Notre regard est actuellement tourné vers la Palestine. Certes, il n'y a pas d'échelle de souffrance. Le monde entier ignore ce qui se passe réellement dans cette province qui compte plus de 300 camps. Les femmes sont stérilisées de force afin de contenir la population de ce peuple. Quelle sera la prochaine étape ?
Il est vrai que certains partisans de ce peuple ont fréquenté les islamistes radicaux de la pire espèce afin de fomenter des attentats. Ils sont alors qualifiés de terroriste ce qui peut être assez pratique pour justifier des actes de répression.

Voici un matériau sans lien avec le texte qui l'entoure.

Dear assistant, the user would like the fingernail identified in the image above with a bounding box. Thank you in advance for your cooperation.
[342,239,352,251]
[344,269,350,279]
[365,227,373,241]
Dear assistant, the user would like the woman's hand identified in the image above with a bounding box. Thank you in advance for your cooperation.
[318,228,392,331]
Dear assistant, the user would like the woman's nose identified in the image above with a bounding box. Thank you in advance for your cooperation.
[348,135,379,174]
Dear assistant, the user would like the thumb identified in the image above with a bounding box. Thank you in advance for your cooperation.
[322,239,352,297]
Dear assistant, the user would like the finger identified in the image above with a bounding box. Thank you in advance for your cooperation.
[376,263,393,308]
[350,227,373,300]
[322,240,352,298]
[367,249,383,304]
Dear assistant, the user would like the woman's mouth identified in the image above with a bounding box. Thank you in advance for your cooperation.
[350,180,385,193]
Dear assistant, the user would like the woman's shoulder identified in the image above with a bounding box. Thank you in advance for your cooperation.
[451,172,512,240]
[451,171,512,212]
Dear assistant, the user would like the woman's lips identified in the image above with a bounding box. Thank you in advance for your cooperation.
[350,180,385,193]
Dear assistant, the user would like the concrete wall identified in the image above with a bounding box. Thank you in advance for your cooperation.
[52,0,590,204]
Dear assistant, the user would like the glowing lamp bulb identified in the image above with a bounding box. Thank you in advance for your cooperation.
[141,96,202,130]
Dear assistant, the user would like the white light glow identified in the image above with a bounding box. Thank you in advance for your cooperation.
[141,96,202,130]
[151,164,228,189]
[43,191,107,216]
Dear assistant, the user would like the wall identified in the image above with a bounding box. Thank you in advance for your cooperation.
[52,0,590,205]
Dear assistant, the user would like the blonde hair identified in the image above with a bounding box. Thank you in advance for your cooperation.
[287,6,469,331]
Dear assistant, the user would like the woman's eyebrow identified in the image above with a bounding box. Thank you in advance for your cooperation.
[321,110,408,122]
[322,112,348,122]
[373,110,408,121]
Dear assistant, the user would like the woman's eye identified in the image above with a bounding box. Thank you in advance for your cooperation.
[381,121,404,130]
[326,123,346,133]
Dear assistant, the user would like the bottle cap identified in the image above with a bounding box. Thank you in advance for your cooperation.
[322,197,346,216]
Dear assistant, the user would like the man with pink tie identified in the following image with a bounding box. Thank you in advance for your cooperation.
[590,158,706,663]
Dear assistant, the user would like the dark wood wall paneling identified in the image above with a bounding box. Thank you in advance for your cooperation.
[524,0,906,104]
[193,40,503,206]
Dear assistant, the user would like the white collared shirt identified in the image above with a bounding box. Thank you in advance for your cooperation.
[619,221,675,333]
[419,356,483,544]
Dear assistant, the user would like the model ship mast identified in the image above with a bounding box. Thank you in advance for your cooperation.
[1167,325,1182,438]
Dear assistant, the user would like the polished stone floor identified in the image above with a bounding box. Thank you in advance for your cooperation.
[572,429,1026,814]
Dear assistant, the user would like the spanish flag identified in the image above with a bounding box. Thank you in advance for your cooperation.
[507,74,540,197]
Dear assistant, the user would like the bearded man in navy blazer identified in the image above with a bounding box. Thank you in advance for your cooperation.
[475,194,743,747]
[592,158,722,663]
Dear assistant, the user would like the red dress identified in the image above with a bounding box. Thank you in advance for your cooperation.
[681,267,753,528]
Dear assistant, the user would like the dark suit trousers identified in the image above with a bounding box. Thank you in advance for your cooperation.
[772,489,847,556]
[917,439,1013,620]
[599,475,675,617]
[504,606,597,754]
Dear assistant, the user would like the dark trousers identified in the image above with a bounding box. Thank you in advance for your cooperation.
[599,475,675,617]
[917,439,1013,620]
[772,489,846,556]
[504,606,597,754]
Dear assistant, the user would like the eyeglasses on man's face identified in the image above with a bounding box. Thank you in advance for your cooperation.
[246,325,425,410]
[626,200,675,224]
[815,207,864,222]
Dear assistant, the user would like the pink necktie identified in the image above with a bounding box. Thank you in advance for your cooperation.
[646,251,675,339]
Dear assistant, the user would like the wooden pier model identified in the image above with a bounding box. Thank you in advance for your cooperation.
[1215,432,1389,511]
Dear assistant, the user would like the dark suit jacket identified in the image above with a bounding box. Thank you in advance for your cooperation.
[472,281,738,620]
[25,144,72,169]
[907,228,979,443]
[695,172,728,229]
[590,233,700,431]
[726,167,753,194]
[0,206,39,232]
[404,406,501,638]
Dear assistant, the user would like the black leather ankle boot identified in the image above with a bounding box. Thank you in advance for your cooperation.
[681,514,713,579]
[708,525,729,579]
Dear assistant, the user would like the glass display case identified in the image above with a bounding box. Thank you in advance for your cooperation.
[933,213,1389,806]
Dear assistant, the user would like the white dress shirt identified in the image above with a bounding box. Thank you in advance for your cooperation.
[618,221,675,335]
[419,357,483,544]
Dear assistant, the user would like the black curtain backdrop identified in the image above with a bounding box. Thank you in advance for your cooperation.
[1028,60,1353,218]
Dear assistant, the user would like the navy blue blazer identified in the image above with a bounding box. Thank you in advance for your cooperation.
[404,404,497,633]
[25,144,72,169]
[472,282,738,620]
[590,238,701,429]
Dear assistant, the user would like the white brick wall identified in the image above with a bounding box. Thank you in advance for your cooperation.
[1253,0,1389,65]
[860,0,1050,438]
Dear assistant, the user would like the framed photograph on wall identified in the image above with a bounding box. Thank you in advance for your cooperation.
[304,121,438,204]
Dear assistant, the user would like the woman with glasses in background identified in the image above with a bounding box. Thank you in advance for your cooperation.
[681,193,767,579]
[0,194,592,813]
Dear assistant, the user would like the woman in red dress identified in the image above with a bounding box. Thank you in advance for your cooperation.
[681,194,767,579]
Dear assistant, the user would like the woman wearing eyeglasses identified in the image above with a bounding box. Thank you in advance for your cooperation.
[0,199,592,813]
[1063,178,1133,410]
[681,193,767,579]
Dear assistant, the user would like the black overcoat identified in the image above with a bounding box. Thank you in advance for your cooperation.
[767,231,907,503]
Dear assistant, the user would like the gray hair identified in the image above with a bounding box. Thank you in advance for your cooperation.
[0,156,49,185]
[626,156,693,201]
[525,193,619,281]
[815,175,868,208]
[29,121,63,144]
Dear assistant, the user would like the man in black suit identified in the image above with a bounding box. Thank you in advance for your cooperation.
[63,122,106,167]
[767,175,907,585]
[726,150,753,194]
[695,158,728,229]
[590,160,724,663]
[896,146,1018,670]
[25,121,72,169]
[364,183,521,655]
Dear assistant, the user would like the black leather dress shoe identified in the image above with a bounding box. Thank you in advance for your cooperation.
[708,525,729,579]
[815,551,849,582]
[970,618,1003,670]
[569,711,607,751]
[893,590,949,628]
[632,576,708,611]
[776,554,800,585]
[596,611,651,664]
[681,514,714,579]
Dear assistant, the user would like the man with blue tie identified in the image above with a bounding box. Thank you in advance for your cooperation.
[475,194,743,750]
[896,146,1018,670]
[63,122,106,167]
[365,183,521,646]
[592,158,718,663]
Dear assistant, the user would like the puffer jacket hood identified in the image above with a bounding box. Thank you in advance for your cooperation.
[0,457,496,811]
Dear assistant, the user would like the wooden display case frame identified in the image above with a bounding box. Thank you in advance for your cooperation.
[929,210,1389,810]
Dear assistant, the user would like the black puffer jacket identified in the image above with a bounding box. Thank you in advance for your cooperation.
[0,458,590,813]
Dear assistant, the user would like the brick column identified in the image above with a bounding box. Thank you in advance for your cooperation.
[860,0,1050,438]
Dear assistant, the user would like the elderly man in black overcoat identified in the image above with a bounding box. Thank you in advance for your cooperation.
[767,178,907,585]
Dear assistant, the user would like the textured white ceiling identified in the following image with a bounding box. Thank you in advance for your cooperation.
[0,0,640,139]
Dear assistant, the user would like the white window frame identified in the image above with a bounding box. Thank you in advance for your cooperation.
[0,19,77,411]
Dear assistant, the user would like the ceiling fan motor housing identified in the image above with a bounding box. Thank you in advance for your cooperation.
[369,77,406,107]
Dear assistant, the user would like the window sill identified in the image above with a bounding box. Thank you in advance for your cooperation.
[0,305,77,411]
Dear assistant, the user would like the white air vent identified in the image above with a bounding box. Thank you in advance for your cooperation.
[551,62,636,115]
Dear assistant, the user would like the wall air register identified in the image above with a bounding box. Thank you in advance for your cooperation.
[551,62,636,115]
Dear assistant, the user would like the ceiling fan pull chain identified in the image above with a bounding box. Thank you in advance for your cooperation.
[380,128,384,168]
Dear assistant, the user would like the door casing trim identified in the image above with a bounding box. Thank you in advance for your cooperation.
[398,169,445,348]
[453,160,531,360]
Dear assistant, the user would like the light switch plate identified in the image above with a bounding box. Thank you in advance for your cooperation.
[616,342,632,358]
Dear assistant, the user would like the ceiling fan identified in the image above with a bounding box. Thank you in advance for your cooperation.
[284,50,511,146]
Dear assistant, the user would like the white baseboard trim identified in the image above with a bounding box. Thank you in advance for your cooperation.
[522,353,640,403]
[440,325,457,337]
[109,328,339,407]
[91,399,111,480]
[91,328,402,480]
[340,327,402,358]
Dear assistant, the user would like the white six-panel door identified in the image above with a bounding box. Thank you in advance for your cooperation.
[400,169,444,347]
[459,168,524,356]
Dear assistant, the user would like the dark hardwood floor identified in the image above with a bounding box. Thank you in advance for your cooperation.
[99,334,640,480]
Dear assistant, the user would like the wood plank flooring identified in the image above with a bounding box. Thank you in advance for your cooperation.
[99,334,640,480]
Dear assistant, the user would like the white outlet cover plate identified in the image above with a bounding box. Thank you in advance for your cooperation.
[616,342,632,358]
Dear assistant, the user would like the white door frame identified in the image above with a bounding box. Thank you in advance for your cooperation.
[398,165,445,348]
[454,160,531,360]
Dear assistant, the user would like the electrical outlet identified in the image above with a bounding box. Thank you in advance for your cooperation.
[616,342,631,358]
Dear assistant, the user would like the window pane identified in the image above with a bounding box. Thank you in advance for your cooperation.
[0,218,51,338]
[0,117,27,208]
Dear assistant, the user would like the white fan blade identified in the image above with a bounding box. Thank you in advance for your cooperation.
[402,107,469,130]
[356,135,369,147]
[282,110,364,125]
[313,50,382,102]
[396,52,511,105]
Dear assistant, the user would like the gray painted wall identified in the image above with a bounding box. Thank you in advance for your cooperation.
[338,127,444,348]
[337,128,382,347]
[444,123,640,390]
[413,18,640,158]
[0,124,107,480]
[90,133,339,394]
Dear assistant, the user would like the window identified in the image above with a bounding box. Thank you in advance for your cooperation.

Alors, oui, c'est une BD qui est très utile afin de connaître un peu mieux ce peuple et ce qu'il vit au quotidien sous l'emprise d'une sanglante dictature. Evidemment, on ne pourra rien faire pour les aider car cela dépend de la diplomatie d'un pays mais on pourra toujours compatir à leur malheur.
Le journaliste auteur de cette BD avoue lui aussi son impuissance face à un tel désarroi. Au moins, il aura permis d'accéder à une foule d'informations intéressantes sur ce sujet délicat. C'est un très beau travail journalistique qui est incroyablement bien reproduit sur le format BD car la lecture demeure agréable grâce à un graphisme clair et lisible ainsi qu'une narration fluide.
A noter qu'il s'agit d'un album qui trône dans ma bibliothèque à titre personnel car curieusement toutes les médiathèques de ma ville ont fait l'impasse sur ce titre.
MathMo
Le 17/12/2022 à 14:32:36
Une BD documentaire très intéressante sur le génocide Ouïghours par le gouvernement chinois, réalisé par un journaliste qui a enquêté sur place tant que cela était possible. Horriblement édifiant…
mediatheque_lannion
Le 18/11/2022 à 11:51:06
Très bon documentaire sur le peuple ouïghours et la répression chinoise, par un journaliste qui mène l'enquête depuis 25 ans.